Le microbiote intestinal, c’est l’ensemble des micro-organismes qui vivent dans notre intestin. Bactéries, levures, champignons : ce petit monde intervient dans la digestion, le métabolisme, l’immunité, la gestion du stress et même les émotions. Quand le microbiote intestinal se déséquilibre, on peut vite sentir une baisse de régime. Alors, comment améliorer son microbiote intestinal et quelles habitudes adopter pour retrouver un meilleur équilibre ? Voici 7 pistes simples à mettre en place.
Sommaire
L’importance d’un microbiote intestinal équilibré
Le microbiote intestinal est aujourd’hui considéré comme un organe à part entière. Il participe au bon fonctionnement du système digestif, aide à assimiler les nutriments et contribue à nous protéger des bactéries pathogènes. Voilà pourquoi un déséquilibre du microbiote intestinal peut avoir des répercussions sur la santé. Notre flore intestinale influe aussi sur l’humeur et la réponse au stress, car l’intestin échange en permanence avec le cerveau. Prendre soin de son microbiote intestinal, c’est donc agir sur le transit, soutenir son système immunitaire et garder une humeur plus stable.

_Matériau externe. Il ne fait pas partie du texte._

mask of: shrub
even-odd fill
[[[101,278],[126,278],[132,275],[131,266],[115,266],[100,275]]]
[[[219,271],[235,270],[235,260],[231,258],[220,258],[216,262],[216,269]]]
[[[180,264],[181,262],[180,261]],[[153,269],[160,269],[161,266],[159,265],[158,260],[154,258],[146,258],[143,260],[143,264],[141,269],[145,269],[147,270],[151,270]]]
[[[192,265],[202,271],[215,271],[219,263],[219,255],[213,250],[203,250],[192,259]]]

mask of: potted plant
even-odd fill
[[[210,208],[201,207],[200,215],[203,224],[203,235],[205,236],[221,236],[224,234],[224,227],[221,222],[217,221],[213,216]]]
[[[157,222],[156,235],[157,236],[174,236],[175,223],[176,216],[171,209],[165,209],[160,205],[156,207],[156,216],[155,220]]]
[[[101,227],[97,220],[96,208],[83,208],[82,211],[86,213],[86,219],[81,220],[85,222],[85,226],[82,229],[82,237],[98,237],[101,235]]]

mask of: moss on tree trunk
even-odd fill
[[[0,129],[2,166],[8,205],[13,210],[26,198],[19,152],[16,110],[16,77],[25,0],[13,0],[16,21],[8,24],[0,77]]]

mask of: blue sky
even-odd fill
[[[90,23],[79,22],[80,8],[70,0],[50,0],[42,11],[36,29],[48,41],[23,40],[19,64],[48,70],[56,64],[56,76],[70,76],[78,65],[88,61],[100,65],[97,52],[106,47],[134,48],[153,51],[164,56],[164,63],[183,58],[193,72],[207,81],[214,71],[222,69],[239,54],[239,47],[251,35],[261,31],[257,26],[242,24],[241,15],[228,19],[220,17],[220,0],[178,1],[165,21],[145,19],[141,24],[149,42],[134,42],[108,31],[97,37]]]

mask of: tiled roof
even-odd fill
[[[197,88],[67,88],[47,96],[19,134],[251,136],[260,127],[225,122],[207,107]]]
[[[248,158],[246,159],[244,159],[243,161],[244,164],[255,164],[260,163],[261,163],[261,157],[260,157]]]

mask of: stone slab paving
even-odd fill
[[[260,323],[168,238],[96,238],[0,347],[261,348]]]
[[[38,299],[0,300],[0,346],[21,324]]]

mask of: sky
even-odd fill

7 astuces pour améliorer son microbiote intestinal
1) Manger des fruits et légumes
Tout ce que nous mangeons peut influencer le microbiote intestinal. Il faut donc miser sur une alimentation équilibrée, riche en fibres. Ces fibres servent de nourriture aux bactéries de l’intestin et aident à construire un microbiote en bonne santé. Privilégiez les fruits et les légumes frais. Plus l’alimentation est variée, plus le microbiote accueille de micro-organismes bénéfiques. Limitez aussi les aliments gras et sucrés, ainsi que les boissons excitantes comme l’alcool, le café ou le thé. Pour les protéines animales, essayez de manger de la viande un jour sur deux seulement. Un diététicien peut aussi vous aider à bâtir des menus adaptés.
2) Gérer son stress
Le stress est une réaction naturelle de l’organisme. Il nous aide à rester alertes face au danger. Le souci, c’est qu’un stress trop intense ou trop fréquent peut perturber le corps, surtout la digestion. Face à une situation stressante, l’organisme réduit l’activité intestinale pour économiser de l’énergie. Sur le long terme, améliorer son microbiote intestinal passe donc aussi par une meilleure gestion des émotions et du stress, afin d’éviter une perte de vitalité ou une baisse de l’immunité.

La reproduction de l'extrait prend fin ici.